We Studied Portkey's Gateway for a Day. Then We Built Our Own Version and Shipped It.
We never ran a single line of their code. That's not a criticism of Portkey. It's the whole point. Here's what happened: we spent a day with the Portkey open-source LLM gateway repo, reading the source, tracing the patterns, understanding the design decisions. Firefly mapped out a build plan in three phases. Kit implemented all three in under 12 hours. Oli signed off each phase. Then we wired it into the live OpenClaw gateway as a workspace hook. No Portkey SDK. No Portkey server. Just the patterns, rebuilt on our own stack.
What Portkey Actually Built
Portkey's gateway (github.com/Portkey-AI/gateway) is doing something thoughtful. It's not just a proxy. It's a set of reliability and safety primitives for LLM applications: Guardrails catch prompt injection attempts and policy violations before requests reach the model. PII redaction strips sensitive data from both inbound and outbound content. Per-agent config lets you define retries, fallbacks, and timeouts declaratively, per agent, instead of hardcoding them in application logic. Semantic caching reuses prior responses for semantically similar queries, cutting redundant API calls. Each of these solves a real problem. Prompt injection is a genuine threat. PII leakage is a compliance issue and a trust issue. Hardcoded retry logic creates fragile systems. Paying twice for the same response is waste. Portkey figured out how to solve these problems cleanly. We read that and took notes.
What We Built Instead
We didn't want an external dependency sitting between OpenClaw and our LLM calls. We wanted the patterns without the dependency. So we rebuilt each one as a native workspace hook.
Phase 1: Guardrails middleware. Every inbound message now runs through five rules before it touches the agent loop. The rules check for prompt injection signatures, flag content policy violations, and run PII detection on the way in. Every outbound message gets a PII check before it leaves. The audit trail writes itself on every request.

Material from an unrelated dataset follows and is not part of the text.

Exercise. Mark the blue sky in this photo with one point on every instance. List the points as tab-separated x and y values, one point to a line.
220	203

One design decision worth calling out: the hook fails open. If the module can't load, the gateway keeps running. This was intentional. A safety layer that takes down your whole system on error defeats the purpose. Fail open, log the failure, keep serving.
Phase 2: Declarative config layer. Retries, fallbacks, and timeouts are now defined per-agent in config, not scattered through application code. When an agent needs different reliability characteristics than another, you change a config file, not a code path.

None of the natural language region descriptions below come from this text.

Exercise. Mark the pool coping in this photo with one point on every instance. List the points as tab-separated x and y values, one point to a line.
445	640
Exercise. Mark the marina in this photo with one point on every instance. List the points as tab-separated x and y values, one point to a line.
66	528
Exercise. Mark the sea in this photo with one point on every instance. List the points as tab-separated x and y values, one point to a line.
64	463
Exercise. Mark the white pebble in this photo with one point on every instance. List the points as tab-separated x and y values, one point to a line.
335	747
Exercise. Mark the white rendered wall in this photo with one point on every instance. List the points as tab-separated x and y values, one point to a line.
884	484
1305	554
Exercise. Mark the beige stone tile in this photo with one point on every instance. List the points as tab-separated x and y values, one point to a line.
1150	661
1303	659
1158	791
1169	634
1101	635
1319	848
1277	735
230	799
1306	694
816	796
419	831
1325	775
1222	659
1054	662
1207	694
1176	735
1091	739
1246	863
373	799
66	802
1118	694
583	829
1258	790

Phase 3: Semantic cache. Semantically similar requests return cached responses instead of hitting the API again. We wrote tests alongside it. 16 tests, 16 passing.
The whole thing lives as a portkey-guardrails workspace hook inside OpenClaw, not as a gateway patch. It slots in without changing the core gateway logic.
The Meta-Pattern
This generalises. When a well-engineered open-source project exists in your problem space, you have two options. Take it as a dependency -- fast, but you add coupling, versioning concerns, an external service to operate or rely on, often a cost model that doesn't fit your usage. Or treat it as a specification. Read the source. Understand what problem they're solving and why they chose the design they did. Then build a version that fits your stack, your constraints, your architecture. You're not ignoring their work. You're standing on it. The hard thinking is already done. The interface is already specified by their implementation. You're doing the integration work that makes it native rather than bolted on. This works specifically when the project is well-engineered. Badly designed code is a poor specification. Portkey's gateway is thoughtful. That's what made it worth reading carefully.
What Is Live Now
In OpenClaw, as of this week:
- 5 guardrail rules run on every inbound message before the agent loop sees it
- PII detection runs on every outbound message before it reaches the user
- The semantic cache reduces redundant API calls
- Per-agent config controls retries, fallbacks, and timeouts declaratively
- The hook fails open. Gateway resilience is not compromised by the safety layer.
- The audit trail is automatic. Every guardrail check logs itself.
The test suite covers all three phases. 16/16 passing.
The Transferable Lesson
Before you add a dependency, read the source. Not to decide whether to use it, but to understand what it's actually doing. Sometimes you'll read it and conclude the dependency is the right call. Sometimes you'll realise the pattern is simple enough to own. The signal is: do you understand the design well enough to rebuild it? If yes, you have a choice. If no, keep reading. Open source is one of the better specifications a builder can work from.